Review: Chieftain's Ardmore 15 Madeira Finish
Chieftain’s Ardmore 15 Yr Cask 94092
Single Malt Scotch - Highland Region, Scotland
I have known of and have been aware of the Chieftain’s line of independently bottled whiskies for some time now, but (and to my own regret) I had never made the time to sit down with any of them. Thankfully that all just changed recently after getting an opportunity to spend a quick evening tasting with Ed Kohl, Keeper of the Quaich, CEO and managing director of Quest Brands which includes Ian Macleod Distillers portfolio; where Chieftain’s expressions reside. Though the connection of the proverbial whisky dots may take a moment for you to understand at first as it did me, I can assure you that the cask selection and quality of these whiskies happened immediately upon first sip. Aside from Ed being incredibly knowledgable, friendly and obviously passionate about his whisky, his cask selection is second to none, especially with this 15 year Ardmore.
Being that Ardmore was one of the first distilleries I had ever visited in my travels to Scotland it holds a very special place in my heart to begin with, but this particular bottling has only furthered my affection. Since my first taste of their Traditional Cask many years back I was hooked on their Highland honey and heather ramped up with a bit of smoke and spice. While I do still appreciate the current Legacy bottling very much for what it is, there is still a little something left to be desired for since its replacing of the Traditional. This 15 year certainly quenches that thirst. Though it is certainly not a smokeshow in a heavily peated Islay way, the peat balanced with the natural backbone of the distillery’s characteristics is complimented very nicely with the extra Madeira cask finishing.

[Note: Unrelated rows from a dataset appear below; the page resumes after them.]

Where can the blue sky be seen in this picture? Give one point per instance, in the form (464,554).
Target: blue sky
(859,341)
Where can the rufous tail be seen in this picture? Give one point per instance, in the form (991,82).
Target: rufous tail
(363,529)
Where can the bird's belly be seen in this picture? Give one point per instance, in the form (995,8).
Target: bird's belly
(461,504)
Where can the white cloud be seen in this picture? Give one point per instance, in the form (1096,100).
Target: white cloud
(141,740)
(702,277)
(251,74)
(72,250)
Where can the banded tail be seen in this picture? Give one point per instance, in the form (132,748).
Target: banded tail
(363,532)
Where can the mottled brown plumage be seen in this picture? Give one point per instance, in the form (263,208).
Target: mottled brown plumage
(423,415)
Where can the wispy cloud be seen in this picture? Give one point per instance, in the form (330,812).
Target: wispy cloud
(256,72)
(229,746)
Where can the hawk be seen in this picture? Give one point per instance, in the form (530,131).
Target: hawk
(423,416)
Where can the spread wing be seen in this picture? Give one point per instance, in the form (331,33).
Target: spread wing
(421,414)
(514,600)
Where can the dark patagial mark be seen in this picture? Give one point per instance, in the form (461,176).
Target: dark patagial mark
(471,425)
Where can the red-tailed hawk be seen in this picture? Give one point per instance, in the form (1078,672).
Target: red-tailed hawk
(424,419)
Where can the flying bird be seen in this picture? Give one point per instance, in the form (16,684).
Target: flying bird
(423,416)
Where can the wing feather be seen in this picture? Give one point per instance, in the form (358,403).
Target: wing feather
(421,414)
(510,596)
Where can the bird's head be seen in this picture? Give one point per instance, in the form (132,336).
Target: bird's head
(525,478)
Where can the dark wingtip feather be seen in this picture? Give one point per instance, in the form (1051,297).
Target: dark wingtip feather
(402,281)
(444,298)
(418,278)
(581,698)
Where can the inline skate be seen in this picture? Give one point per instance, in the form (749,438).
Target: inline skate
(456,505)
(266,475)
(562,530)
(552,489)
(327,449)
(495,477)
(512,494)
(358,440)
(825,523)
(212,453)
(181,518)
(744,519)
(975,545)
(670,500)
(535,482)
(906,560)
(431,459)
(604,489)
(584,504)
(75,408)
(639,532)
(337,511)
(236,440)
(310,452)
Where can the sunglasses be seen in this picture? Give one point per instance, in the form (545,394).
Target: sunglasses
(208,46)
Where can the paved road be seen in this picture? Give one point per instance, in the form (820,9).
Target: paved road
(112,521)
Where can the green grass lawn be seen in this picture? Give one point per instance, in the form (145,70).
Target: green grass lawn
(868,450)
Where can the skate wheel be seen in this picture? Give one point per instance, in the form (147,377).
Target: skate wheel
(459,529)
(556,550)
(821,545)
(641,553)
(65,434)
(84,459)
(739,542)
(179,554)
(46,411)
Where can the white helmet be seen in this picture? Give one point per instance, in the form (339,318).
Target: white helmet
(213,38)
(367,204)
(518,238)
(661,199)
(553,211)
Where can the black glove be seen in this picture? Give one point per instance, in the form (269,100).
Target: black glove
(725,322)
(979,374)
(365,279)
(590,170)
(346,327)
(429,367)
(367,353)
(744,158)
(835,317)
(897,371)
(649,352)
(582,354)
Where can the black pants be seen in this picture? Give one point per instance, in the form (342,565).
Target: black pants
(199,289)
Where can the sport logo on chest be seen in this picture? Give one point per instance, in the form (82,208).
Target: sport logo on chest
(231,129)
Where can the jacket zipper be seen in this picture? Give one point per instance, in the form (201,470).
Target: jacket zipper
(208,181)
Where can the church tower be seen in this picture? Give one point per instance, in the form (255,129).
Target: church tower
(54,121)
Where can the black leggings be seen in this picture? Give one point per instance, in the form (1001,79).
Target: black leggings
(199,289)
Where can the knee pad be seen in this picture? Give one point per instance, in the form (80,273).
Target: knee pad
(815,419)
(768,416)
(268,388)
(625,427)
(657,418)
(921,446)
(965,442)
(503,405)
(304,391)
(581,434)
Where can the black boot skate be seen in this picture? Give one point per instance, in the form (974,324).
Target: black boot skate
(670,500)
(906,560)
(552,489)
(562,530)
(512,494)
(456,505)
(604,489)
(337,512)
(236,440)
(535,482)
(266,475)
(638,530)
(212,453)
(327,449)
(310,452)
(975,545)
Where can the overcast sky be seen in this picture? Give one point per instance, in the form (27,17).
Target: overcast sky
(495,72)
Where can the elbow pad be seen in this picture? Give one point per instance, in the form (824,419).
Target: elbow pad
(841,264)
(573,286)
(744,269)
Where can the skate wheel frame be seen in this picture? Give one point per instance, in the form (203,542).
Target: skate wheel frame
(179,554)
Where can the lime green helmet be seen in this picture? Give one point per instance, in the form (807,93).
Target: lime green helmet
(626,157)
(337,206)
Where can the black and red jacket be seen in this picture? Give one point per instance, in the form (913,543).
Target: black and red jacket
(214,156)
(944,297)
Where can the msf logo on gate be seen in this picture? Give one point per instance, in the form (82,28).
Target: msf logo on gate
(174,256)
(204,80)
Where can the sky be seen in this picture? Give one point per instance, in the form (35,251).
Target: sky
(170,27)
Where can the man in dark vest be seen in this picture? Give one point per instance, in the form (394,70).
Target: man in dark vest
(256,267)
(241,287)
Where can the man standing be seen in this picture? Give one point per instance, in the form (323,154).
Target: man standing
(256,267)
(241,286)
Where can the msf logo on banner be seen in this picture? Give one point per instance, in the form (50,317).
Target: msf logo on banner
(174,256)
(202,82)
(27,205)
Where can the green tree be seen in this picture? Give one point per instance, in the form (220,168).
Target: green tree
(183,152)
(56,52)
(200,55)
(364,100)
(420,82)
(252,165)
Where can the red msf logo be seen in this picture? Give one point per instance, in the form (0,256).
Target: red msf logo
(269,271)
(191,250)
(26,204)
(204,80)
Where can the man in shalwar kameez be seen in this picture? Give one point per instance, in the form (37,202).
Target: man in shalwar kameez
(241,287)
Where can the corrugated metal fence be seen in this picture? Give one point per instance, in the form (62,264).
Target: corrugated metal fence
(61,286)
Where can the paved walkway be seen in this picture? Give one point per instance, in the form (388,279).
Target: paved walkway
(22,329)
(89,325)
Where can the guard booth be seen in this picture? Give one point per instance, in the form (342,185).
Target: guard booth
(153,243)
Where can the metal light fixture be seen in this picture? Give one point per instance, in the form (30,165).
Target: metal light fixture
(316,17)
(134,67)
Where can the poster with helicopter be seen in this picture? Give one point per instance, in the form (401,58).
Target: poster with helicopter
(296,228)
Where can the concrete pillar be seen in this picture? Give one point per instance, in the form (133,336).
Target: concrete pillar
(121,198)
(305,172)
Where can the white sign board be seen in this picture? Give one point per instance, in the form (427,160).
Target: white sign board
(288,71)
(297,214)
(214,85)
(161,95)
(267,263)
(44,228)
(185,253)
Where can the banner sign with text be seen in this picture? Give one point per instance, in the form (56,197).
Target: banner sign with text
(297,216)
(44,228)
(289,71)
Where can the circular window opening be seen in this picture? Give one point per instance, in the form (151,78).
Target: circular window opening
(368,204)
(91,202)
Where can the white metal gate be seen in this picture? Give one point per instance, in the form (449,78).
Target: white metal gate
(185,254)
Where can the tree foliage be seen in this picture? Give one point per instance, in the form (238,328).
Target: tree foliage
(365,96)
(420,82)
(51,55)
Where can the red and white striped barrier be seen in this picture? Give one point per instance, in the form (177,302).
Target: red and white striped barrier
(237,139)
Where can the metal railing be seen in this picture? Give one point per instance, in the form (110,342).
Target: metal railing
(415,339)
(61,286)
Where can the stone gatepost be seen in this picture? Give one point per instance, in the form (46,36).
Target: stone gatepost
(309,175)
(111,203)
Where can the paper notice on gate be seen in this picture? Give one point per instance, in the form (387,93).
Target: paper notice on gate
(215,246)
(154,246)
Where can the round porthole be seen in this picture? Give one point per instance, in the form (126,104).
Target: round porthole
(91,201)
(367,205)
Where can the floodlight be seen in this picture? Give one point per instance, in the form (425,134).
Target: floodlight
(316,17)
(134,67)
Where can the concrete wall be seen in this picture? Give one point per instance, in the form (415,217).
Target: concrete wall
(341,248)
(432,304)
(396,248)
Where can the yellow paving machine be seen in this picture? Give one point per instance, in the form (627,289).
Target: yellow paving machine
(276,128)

One the nose a gentle almost creamy style smoke, like a cold-smoke BBQ is layered with honey, green floral aromas, crisp coastal sea salt, cinnamon and hearty oak spices. Though light at first, once able to open up with some air and moving your nose around the glass, the sweeter melon and tropical fruit notes from the Madeira come out from under. The first sip is a combination of char, dried fruits and cola syrup with a very drying finish that may have you reaching for a sip of water which this whisky can take very well. A couple drops softens the initial char, moves the cola syrup sweetness further forward and accents more of the expected finishing notes from the Madeira cask. A very interesting and tasteful single malt that has solidified a new appreciation and peaked my curiosity for the rest of the Chieftain’s line and what will be coming down the road in the future.